BG:  in High School, I was friends with a guy named Bob.  We liked the same music and books but had no romantic interest in each other at all.  He had two older brothers and saw me as a sister.  I had no siblings and saw him as a brother.  He helped me with my math homework and I helped him with history.  I think the only time we even held hands was when he helped me off a roller coaster.  END OF BG.

It was my High School graduation party.  My friends were dancing in the driveway and my relatives were sitting in chairs on the lawn. 

It was after the barbecue and my mother  was getting the cake and ice cream together.  Since Bob was pretty much a fixture at our house, she suggested that we might go back by the barn and pick some fresh berries to serve with dessert.  She gave us each a saucepan and we headed off. 

We were gone a total of fifteen minutes and came back with our saucepans full.  I should also say
that the berry bushes were in full sight of everyone at the party. 

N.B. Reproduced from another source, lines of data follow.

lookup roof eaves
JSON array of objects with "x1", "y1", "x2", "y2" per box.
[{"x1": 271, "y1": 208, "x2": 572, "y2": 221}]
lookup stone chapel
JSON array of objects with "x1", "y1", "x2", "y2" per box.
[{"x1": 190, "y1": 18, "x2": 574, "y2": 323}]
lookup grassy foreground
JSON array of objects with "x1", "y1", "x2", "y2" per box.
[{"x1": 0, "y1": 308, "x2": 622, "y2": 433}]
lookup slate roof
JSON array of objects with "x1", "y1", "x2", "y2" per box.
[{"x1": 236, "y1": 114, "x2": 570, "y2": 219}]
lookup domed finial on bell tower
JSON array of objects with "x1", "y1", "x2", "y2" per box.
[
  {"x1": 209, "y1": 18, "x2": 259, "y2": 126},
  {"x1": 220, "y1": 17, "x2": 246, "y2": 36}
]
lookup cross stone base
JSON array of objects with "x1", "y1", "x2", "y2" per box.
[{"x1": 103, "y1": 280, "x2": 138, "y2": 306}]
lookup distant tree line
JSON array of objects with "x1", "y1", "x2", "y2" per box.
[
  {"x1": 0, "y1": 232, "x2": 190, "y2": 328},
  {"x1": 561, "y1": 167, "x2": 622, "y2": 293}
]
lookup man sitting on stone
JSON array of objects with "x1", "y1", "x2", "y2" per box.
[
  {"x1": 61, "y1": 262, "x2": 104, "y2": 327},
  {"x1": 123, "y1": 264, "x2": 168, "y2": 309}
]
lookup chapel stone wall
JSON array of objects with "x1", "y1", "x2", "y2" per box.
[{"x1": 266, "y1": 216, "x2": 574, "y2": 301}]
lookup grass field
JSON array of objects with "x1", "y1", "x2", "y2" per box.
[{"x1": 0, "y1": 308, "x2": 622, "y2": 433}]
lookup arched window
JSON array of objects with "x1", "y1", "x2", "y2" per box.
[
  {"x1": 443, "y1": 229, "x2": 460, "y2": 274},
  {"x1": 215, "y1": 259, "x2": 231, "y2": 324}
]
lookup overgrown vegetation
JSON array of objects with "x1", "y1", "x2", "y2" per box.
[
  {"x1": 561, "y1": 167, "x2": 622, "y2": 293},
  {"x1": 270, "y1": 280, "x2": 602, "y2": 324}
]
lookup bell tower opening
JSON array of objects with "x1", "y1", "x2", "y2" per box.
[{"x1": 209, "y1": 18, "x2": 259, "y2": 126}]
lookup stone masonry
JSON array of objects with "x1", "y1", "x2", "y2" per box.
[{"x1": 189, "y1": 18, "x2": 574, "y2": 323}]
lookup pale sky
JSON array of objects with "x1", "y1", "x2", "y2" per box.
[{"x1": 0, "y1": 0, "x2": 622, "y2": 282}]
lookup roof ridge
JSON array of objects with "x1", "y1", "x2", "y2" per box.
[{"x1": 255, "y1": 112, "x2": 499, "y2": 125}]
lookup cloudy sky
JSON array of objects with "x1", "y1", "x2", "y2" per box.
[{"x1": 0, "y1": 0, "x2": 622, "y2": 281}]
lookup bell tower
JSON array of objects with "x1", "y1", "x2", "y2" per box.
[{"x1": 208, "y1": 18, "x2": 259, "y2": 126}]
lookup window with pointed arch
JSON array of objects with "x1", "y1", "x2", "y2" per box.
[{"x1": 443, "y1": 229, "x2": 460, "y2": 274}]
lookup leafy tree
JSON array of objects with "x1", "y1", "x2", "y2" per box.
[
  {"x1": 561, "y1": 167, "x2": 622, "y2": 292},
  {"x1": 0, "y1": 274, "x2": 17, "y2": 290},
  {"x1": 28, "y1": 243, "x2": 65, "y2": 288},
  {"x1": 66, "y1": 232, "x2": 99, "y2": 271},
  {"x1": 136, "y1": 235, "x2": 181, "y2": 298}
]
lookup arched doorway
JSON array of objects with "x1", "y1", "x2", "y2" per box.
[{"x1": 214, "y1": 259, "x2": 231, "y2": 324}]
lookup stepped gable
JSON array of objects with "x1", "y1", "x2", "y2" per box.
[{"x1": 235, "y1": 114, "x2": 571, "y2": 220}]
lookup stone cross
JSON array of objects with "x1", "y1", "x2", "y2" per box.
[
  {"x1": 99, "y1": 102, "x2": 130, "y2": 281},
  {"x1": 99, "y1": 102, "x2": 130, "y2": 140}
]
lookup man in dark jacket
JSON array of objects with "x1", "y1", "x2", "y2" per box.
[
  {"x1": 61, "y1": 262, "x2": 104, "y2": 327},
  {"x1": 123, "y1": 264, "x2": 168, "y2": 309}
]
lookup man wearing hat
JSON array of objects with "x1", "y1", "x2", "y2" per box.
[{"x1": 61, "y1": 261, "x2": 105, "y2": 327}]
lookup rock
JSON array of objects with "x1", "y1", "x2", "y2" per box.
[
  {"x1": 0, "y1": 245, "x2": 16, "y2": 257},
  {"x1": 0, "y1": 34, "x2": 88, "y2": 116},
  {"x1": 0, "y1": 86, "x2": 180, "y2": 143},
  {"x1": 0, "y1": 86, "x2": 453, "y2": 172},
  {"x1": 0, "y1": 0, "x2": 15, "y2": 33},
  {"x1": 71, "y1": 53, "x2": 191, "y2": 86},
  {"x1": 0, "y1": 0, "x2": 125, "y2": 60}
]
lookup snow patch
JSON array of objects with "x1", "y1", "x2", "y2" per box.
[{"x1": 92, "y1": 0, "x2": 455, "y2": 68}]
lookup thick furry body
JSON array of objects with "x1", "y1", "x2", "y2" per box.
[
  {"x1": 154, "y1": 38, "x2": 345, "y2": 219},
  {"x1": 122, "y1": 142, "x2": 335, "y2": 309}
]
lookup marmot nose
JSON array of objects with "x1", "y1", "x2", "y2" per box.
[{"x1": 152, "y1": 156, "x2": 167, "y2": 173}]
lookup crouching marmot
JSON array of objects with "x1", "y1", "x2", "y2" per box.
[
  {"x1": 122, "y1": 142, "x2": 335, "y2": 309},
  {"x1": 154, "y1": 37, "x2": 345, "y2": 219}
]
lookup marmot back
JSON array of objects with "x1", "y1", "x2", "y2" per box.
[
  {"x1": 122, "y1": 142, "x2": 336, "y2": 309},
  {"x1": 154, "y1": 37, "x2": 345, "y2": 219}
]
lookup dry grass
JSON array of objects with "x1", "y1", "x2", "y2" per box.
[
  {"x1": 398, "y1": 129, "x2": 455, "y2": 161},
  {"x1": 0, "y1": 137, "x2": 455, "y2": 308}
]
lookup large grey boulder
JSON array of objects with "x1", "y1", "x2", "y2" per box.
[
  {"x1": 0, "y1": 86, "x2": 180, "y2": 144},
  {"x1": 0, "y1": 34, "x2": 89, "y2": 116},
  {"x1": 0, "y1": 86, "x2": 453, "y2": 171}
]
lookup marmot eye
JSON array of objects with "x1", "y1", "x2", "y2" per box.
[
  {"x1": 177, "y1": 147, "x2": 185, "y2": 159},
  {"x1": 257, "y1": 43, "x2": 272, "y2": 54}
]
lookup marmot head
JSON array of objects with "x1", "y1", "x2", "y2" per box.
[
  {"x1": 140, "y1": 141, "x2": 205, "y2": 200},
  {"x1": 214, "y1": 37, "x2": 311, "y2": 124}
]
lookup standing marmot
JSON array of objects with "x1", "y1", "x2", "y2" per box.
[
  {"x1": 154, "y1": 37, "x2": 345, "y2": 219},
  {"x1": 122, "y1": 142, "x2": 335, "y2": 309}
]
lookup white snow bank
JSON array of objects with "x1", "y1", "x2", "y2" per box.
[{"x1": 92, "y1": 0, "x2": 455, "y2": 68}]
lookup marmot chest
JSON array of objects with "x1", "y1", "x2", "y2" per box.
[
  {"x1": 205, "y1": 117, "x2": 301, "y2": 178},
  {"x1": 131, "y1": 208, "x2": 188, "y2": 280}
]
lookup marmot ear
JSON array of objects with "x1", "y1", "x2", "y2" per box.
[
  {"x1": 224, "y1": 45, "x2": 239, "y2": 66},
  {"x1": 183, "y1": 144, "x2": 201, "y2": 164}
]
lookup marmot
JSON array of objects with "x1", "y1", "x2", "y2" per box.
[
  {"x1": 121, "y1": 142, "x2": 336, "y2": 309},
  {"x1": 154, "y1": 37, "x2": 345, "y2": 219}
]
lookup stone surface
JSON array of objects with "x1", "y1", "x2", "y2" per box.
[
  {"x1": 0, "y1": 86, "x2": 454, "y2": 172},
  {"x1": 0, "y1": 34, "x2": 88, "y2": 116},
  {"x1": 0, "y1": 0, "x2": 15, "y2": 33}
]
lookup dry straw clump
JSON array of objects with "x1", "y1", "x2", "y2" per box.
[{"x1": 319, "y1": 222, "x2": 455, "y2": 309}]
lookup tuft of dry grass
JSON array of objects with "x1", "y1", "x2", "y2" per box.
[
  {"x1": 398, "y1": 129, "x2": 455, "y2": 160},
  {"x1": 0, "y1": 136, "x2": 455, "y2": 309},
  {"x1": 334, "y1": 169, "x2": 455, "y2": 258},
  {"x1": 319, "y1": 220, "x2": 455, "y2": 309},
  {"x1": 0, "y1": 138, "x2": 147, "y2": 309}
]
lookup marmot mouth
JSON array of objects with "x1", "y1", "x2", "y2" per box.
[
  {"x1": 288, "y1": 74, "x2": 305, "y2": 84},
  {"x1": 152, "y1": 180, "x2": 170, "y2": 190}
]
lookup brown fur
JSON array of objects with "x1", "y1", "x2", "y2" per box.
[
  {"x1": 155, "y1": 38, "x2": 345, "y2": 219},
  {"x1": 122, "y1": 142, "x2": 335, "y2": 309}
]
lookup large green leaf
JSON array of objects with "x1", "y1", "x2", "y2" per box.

When we got back, Aunt motioned me over to her.  She sat like the queen in her lawn chair and asked me to sit down.  Of course, the only place I could sit was on the ground at her feet.  With quivering voice and tears in her eyes (my Mother's sisters were good at this sort of thing) she solemnly announced,

'Thipu, you don't have to sneak off in the bushes with a boy to be popular'. 

Only the Deity knows what she thought we could possibly have been doing but it wasn't good.